Friday, November 4, 2011

Steve Jobs

Nearing the end of his life Steve Jobs reflected on his death with his biographer, Walter Isaacson. He said, I'm about fifty - fifty believing in God. For most of my life I've felt there must be more to our existence than meets the eye." He admitted that since he was near death he might be hedging his bets a bit hoping for some kind of afterlife. He wanted to believe something survives death. "It's strange to think you accumulate all this experience, and maybe a little wisdom, and it just goes away .... but on the other hand, he said, maybe its like an on -off switch and click you are gone." "Maybe that's why I never liked to put on - off switches on Apple devices."

There is no doubt Jobs was a genius and that he influenced our culture more than any other person in the past 50 years. His inventive genius will put him right up there with Ford and Edison. Just look around the next time you are in a group of people and observe how many are holding a product that came from the fertile mind of Steve Jobs. Some might say he didn't really invent anything, he just made some things better. Some might say that he didn't really produce anything people cannot live without. Both statements are true. Yet, he made things people want. He made technology cool for the common person. His products are not for the techno geeks - you cannot get inside an Apple product to take it apart and see how it works. You can't attach all kinds of other devices to it to make it do what you want to do. It does what Steve Jobs wanted it to do because he had an uncanny sense of what you and I wanted it to do. He made a lot of money making things and then showing us how much we wanted them before we knew we wanted them. His genius was partly in that. And partly in knowing how to make technology cool and wanted. He controlled the whole process from creating the idea to designing the product to engineering it to marketing it. What you hold in your hand is exactly the way he wanted it. It is what he wanted. And he made all these products interconnected. The i devices plug into the i computers and sync with itunes where you just purchased the latest media to play or view. He controls the whole experience.

Isaacson explores where this obsession to control came from. Jobs was a controlling CEO who rubbed a lot of people the wrong way. He controlled his diet, his homes and furnishings, his cars, his family - he even took control of his cancer treatment protocols. Isaacson locates this need to control in the fact that Jobs was abandoned by his father.
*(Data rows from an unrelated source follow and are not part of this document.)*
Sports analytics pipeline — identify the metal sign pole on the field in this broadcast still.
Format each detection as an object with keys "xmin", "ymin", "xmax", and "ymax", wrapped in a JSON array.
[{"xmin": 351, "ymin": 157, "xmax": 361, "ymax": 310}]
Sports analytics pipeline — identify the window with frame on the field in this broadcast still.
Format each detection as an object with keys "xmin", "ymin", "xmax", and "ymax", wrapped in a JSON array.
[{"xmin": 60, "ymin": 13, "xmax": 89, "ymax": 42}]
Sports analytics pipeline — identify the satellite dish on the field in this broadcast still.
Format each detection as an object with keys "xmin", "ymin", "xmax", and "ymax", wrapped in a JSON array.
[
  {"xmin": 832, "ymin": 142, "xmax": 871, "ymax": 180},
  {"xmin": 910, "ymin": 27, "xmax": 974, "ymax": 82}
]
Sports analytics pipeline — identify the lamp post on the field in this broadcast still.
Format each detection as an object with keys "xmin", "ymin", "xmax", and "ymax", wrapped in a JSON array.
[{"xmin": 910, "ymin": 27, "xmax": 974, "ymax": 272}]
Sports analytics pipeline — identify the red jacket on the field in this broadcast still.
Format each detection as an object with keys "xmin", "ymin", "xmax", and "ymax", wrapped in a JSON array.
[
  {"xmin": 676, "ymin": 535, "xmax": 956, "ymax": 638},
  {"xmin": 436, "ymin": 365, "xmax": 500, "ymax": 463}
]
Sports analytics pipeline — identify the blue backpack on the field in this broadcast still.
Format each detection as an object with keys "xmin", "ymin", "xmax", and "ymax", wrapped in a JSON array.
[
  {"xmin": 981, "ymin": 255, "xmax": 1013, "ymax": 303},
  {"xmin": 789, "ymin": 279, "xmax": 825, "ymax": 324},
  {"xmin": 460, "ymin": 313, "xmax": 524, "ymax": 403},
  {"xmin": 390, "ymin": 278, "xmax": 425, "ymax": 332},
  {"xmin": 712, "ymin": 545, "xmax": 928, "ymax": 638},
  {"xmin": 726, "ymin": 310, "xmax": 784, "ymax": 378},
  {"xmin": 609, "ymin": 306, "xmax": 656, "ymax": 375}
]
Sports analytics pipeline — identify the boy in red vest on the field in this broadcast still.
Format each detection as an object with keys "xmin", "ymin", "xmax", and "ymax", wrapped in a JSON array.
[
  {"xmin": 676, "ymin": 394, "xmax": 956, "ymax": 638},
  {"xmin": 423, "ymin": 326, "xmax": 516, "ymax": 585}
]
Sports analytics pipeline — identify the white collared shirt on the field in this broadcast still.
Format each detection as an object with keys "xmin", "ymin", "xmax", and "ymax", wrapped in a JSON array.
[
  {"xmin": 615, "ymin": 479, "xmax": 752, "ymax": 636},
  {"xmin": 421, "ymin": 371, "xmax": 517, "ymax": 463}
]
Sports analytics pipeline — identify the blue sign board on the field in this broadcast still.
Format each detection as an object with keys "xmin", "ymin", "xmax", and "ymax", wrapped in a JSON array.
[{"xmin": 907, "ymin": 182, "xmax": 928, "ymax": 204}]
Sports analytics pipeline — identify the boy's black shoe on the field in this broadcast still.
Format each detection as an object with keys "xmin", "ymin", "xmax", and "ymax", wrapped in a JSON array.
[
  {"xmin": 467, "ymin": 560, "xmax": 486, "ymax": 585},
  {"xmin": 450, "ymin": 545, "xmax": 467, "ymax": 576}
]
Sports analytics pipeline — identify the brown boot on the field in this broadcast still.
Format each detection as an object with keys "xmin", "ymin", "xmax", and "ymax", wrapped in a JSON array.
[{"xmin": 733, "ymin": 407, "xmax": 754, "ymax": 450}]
Jobs was never reconciled with his father although he knew who he was. He never forgave him. He never got over it. In a sense, he was never going to leave anything else in his life up to chance. It's odd that he was a risk taker in the steps he took with so many of his products and management decisions. But, he didn't really leave them up to chance. He was involved every step of the way and he had great confidence he could do what he set his mind to. And he could make you do what he set his mind to make you do (after all look at the devices you own). He famously made his employees and "A" teams do much more than they thought they could. In one story, he told the CEO of Corning who ended up making the glass for the iphone that he could meet the specs Jobs wanted in six months time. The Corning CEO told him is was impossible; they didn't even have a plant producing that glass at the time. Jobs told him to get his mind around it and get it done. He did.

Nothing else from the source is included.